I'd still say we should pick V1 or V2, but for the purposes of this discussion - yes, there are 4 possible ways to load and run AFIs right now.

QD1. Are there any differences between V1 and V2 (other than the obvious 2-instances and 1-instance)? Like restrictions on drivers, OS builds, AFIs build, etc.

I feel like we should separate "building" the AFI from "running" it when talking about FireSim, as it complicates the discussion.

For running AFIs, V1 requires a very specific (imo complex) instance setup as FireSim has lots of dependencies to run their python scripts and the chisel build flow. It is mostly well scripted, but just getting it setup once takes a few hours. I'm not sure if it can easily be repackaged into a new AMI afterwards, as it is derived from the FPGA Developer AMI.

V2 is a significantly lighter lift to spin up F1 instances - it's 2 pre-compiled kernel modules, 2 pre-compiled x86-64 binaries (<10MB), some bash scripts, and then whatever block image + ELF you want to load. We could even make it more AMI agnostic by building the kernel modules from source. The downside is it may require some more changes to firesim to create these "setup"/support packages with the 2 kernel modules and 2 x86-64 binaries. Currently, the firesim manager dynamically creates these during the infrasetup task and rsyncs them to all the F1 instances. We just need to produce these when building the AFI and package them into a tgz - possibly put them up in S3 somewhere. Couple hours of python work.

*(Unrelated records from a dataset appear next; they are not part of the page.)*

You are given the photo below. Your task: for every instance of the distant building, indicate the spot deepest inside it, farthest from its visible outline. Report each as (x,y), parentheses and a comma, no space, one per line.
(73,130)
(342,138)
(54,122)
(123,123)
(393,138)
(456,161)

QD2. How hacky is V2? In other words, if I am completely able to support V1, would you still recommend doing V2?

IMO, figuring out how to fully script firesim, which itself is already a fairly complex collection of scripts, is more hacky than the solution I'm envisioning for V2. In short form, V2 is "use firesim locally to build an AFI + support package. Copy support package to an F1 instance of your choosing and run it". V1 is "Spin up a FireSim manager instance, set it up, make sure the active chipyard commit matches the one previously used to build the AFI you want to run, launch run farm, infrasetup, runworkload" to get to the same point.

EthanJamesLew commented 4 years ago

We just need to produce these when building the AFI and package them into a tgz - possibly put them up in S3 somewhere.

Something like this is what I have in mind when planning the FETT Target interaction. Use launchrunfarm and part of infrasetup, and have the target project do the rest. This separation makes sense with respect to approaches that we've taken in the past. We do most build related tasks in an environment project (like a nix shell) and then have our apps use it.

@dhand-galois @rtadros-Galois
Are the binaries reusable to manage them in a way that we're planning to for FETT Environment?

dhand-galois commented 4 years ago

Something like this is what I have in mind when planning the FETT Target interaction. Use launchrunfarm and part of infrasetup, and have the target project do the rest. This separation makes sense with respect to approaches that we've taken in the past. We do most build related tasks in an environment project (like a nix shell) and then have our apps use it.

I'm suggesting using firesim only for buildafi - everything else we could handle ourselves, as you'll have to write the scripting to launch F1 instances for the other two approaches anyway. It seems like less work to me and a more consistent experience.

Are the binaries reusable to manage them in a way that we're planning to for FETT Environment?

I don't know all the context behind that question, so I can't answer fully. One thing to note (I mentioned this on MM), the x86-64 host side binaries FireSim produces are only reusable across AFIs with exactly the same interface. Right now it varies slightly between the three processors, but I am working on standardizing the interface and think I can get there. The main complication would be if we need to later change that interface for one or more of the processors, then we need to accommodate multiple versions of the host-side software. I imagine this is the same case for AWSteria and Connectal, but haven't looked.

By interface I mean the number and type of devices on the FPGA that the host needs to communicate with, such as UARTs, Ethernet, Block, Tracers, Debug, etc.